Teju Abiola is a painter, illustrator, and printmaker based in Buffalo, New York who loves art history, materials, and processes. Fascinated by the contradictions of intersectional identity, she examines personal and cultural perceptions of self.Watercolor’s expressive fluidity and the iterative communal aspects of printmaking inspire her to challenge the separation of low and high art from a postcolonial perspective and play in the blurry overlap. She juxtaposes narrative realistic rendering with abstracted nebulous forms, creating ambiguous morphing fractal-like shapes as conduits for ruminations on disability, gender, alienation, race, and mental health. Her pieces become sites of aesthetic melancholia, and her rich colors and ornamentation entice viewers to look closer.Teju was a 2018-19 Ringling Illustration Trustee Scholar and received her BFA in Illustration with a minor in Visual Development from the Ringling College of Art and Design in 2019. She is currently pursuing her MFA in Studio Art from SUNY University at Buffalo where she is a 2024-2026 Arthur A. Schomburg Fellow. Teju is also a Senior Artist at Hallmark Cards and a Winsor & Newton Watercolour Demo Artist.Notable work includes illustration, lettering, and writing for Hallmark Mahogany’s Uplifted & Empowered collection; contribution to the Art of Change: In Support of Black Lives book and Kickstarter alongside 100 artists and collaborators in the illustration, animation, fine arts, game, and other industries; and portraits of the advisory board and staff for the online newspaper The Emancipator, founded by Ibram X. Kendi and Bina Venkataraman.Inquiries: [email protected].

Tether

by Teju Abiola

OPENING RECEPTION:
APRIL 19, 2026 | 2:00PM – 4:30PM


Project 308 Gallery, 308 Oliver St, North Tonawanda, NY 14120

On view from April 19, 2026 – May 30, 2026GALLERY HOURS:
Saturdays, 12PM - 5PM, or by appointment (716-523-0068)

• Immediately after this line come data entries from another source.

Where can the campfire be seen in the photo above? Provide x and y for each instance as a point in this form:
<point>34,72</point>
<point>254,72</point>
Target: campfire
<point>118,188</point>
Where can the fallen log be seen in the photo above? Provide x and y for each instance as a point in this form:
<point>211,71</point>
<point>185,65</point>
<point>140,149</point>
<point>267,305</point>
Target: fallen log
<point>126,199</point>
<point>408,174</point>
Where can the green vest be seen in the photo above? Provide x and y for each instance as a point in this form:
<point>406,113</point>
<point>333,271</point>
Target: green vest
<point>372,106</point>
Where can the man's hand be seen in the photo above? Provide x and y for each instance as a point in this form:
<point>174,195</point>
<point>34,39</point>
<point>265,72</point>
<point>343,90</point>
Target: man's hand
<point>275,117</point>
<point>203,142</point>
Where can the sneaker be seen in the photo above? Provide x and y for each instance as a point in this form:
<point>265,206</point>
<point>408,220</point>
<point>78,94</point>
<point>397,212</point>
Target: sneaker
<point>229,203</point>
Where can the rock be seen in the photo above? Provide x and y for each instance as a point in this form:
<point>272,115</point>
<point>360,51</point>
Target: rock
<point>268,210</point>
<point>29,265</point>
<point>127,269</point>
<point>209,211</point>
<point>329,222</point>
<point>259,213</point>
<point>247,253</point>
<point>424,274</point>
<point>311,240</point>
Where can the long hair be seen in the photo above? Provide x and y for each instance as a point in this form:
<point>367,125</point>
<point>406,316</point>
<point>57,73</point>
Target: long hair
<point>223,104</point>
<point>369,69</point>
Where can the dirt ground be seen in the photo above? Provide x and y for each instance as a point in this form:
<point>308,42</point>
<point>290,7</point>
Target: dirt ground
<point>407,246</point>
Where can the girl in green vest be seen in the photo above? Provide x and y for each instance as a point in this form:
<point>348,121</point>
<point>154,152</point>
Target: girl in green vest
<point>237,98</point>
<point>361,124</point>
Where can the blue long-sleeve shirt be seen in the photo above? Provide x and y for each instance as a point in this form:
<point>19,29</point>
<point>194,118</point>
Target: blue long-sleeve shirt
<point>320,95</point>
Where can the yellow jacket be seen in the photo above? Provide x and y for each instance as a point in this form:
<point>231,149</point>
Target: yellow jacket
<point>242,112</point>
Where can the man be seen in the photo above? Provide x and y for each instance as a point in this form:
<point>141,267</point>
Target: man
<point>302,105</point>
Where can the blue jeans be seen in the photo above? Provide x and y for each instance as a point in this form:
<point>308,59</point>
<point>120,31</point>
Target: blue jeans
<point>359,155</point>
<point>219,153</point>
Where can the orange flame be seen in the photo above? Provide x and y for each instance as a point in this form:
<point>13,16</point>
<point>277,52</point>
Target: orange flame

In Tether, artist Teju Abiola utilizes the traditional Yorùbá resist-dyeing method of àdìrẹ eleko to explore contradictions of intersectional identity and the reassociation of the abstract ruminating mind with the physical sensing body. Tethers are ties that can restrict and restrain, but also connect and comfort. Each piece is an attempt at weaving connections with herself; reconciling who she came from, who she is, who she is becoming, and who she has always been. Lush and textural, her works become sites of aesthetic melancholia that entice viewers to look closer.Troubled by feeling disconnected from her Nigerian heritage and a dissociating set of neuroses and disorders, she pursues catharsis in solidifying the intangible—transmuting injury, belief, burden, and hope into tactile, malleable art objects. She employs scarves to embody her work beyond the static two dimensional image, taking advantage of how fabric’s sartorial purpose links the optical and corporeal. For her, a Black woman with OCD and trichotillomania, headscarves are both comfort objects and barriers. Her personal motivations in donning a scarf nearly every day mirrors those of the broader African diaspora, simultaneously imbuing the act of headcovering with shame, compulsion, protection, decoration, and celebration.Tether invites viewers to consider the many ways we are linked to the world, to each other, and to ourselves.